Mohammed teaches community members at Kobe Camp.
When 20-year-old Mohammed first arrived in Ethiopia’s Kobe Refugee Camp 6 months ago, he had never been employed, never been able to earn a salary, and had never received any formal education. A refugee from Northern Somalia, he had walked 6 days to escape the massive drought that has caused widespread suffering throughout the region. Soon after came what Mohammed described as “the turning point in my life.”
International Medical Corps hired him as a Hygiene Promoter, a critical component to reducing the threat of communicable diseases in the crowded camps.
Hygiene Promoters are trained by International Medical Corps and then share their knowledge throughout their communities, teaching others about proper hand washing techniques, the importance of using latrines, and properly cleaning jelly cans used to carry drinking water.
Mohammed is one of many refugees in the Dolo Ado Camps we're training in hygiene promotion, as well as sanitation, nutrition and gender-based violence response, among other topics. The benefits are enduring: these trained Health Promoters multiply our efforts many times over, teaching others, providing sustainable health solutions within the camps. Plus, the program creates employment opportunities for families struggling to rebuild.
Famine was officially declared in East Africa 6 months ago, and today an estimated 13.3 million people throughout Somalia, Ethiopia, and Kenya urgently need humanitarian relief.
But these communities need more than a hand-out. They also need long-term solutions. By training and educating local men and women, we create a foundation to build a sustainable health care system for a healthier future.
Says Mohammed: "...with the power of knowledge I have received through trainings on hygiene promotion, I am now able to improve sanitation and hygiene practices in my community. I now know that diarrhea can be prevented by using a latrine and by washing hands with soap and water and am in a position to pass on the message of safe hygiene practices and behaviors to my fellow community members. I will thank International Medical Corps one day when I reach home!"
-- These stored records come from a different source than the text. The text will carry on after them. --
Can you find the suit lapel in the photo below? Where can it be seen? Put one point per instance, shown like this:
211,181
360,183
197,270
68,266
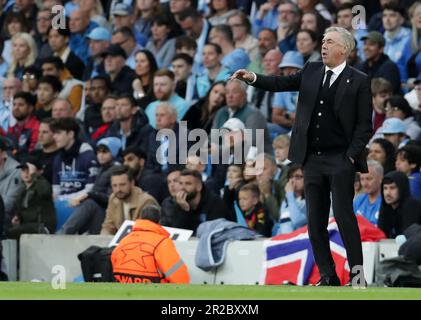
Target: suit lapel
344,82
314,81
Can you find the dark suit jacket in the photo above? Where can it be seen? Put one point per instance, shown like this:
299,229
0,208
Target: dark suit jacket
353,108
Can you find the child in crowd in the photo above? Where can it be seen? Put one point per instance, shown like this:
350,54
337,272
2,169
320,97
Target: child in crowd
49,88
408,161
256,216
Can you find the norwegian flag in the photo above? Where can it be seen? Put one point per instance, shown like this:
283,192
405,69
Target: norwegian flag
289,257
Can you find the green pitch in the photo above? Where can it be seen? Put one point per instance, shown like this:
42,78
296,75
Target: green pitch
27,290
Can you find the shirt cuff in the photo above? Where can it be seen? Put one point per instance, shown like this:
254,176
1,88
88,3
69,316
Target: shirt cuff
254,80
After a massive humanitarian response, the UN recently announced that famine conditions are no longer present in Somalia. However, 1.7 million people still desperately need humanitarian relief to survive. In addition, food stocks in Somalia are expected to run low by May, adding to fears that the country could quickly slip back into crisis.
Working in East Africa since 1991, International Medical Corps will continue its lifesaving relief and recovery efforts, helping these vulnerable communities rebuild through training and education.